Uitspraak 11‑04‑2008
Inhoudsindicatie
Familierecht. Alimentatie tussen gewezen echtelieden; samenleving met een partner die gehuwd is met een ander; niet toepasselijkheid art. 1:160 BW (81 RO)
11 april 2008
Eerste Kamer
Rek.nr. R07/132HR
RM/TT
Hoge Raad der Nederlanden
Beschikking
in de zaak van:
[De man],
wonende te [woonplaats],
VERZOEKER tot cassatie,
advocaat: mr. I. Aardoom-Fuchs,
t e g e n
[De vrouw],
wonende te [woonplaats],
VERWEERSTER in cassatie,
niet verschenen.
Partijen zullen hierna ook worden aangeduid als de man en de vrouw
1. Het geding in feitelijke instanties
Met een op 17 februari 2006 ter griffie van de rechtbank 's-Gravenhage ingediend verzoekschrift heeft de man zich gewend tot die rechtbank en primair verzocht te bepalen dat de verplichting van de man tot het voldoen van partneralimentatie aan de vrouw per 1 januari 2006 is geëindigd c.q. zal worden gesteld op nihil en subsidiair verzocht de partneralimentatie vast te stellen als de rechtbank redelijk acht.

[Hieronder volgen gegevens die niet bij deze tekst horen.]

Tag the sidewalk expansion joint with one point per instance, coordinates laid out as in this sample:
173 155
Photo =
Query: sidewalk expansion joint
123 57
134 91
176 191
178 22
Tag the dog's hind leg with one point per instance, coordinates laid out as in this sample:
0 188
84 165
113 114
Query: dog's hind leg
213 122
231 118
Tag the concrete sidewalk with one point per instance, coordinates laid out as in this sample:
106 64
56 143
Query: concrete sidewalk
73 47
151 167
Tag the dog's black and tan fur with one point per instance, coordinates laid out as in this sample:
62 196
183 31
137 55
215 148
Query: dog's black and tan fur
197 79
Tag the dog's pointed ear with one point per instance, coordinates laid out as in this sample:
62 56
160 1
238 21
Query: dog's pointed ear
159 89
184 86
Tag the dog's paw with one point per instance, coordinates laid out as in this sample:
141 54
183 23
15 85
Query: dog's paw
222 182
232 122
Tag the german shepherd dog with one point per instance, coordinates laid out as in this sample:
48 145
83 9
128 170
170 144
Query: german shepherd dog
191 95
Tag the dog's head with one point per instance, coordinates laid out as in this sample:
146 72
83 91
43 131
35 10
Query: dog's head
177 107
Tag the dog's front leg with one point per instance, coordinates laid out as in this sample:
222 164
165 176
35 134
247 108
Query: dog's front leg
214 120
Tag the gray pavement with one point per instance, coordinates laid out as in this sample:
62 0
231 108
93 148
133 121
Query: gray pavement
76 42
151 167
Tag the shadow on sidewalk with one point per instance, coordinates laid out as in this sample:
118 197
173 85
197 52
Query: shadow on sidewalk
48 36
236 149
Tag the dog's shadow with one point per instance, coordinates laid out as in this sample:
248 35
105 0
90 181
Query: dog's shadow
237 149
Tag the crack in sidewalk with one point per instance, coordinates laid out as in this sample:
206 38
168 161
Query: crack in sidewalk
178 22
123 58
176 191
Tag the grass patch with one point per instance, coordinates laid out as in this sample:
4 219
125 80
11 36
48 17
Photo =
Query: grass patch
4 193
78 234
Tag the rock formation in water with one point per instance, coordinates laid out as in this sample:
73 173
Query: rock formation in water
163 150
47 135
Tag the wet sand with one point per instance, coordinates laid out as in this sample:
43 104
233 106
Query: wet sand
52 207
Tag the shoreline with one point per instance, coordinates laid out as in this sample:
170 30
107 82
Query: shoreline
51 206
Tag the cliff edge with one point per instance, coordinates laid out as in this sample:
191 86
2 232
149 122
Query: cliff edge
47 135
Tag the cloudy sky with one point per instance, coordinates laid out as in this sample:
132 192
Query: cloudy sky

De vrouw heeft geen verweer gevoerd.
De rechtbank heeft bij beschikking van 25 april 2006 de bijdrage met ingang van 1 januari 2006 vastgesteld op € 214,-.
Tegen deze beschikking heeft de man hoger beroep ingesteld bij het gerechtshof te 's-Gravenhage.
De vrouw heeft wederom geen verweer gevoerd.
Bij beschikking van 11 april 2007 heeft het hof de beschikking van de rechtbank van 25 april 2006 bekrachtigd.
De beschikking van het hof is aan deze beschikking gehecht.
2. Het geding in cassatie
Tegen de beschikking van het hof heeft de man beroep in cassatie ingesteld. Het cassatierekest is aan deze beschikking gehecht en maakt daarvan deel uit.
De vrouw heeft geen verweer gevoerd.
De conclusie van de Advocaat-Generaal J.R.L.A. Huydecoper strekt tot verwerping van het beroep.
3. Beoordeling van het middel
De in het middel aangevoerde klachten kunnen niet tot cassatie leiden. Zulks behoeft, gezien art. 81 RO, geen nadere motivering nu de klachten niet nopen tot beantwoording van rechtsvragen in het belang van de rechtseenheid of de rechtsontwikkeling.
4. Beslissing
De Hoge Raad verwerpt het beroep.
Deze beschikking is gegeven door de raadsheren A.M.J. van Buchem-Spapens, als voorzitter, A. Hammerstein en J.C. van Oven, en in het openbaar uitgesproken door de raadsheer E.J. Numann op 11 april 2008.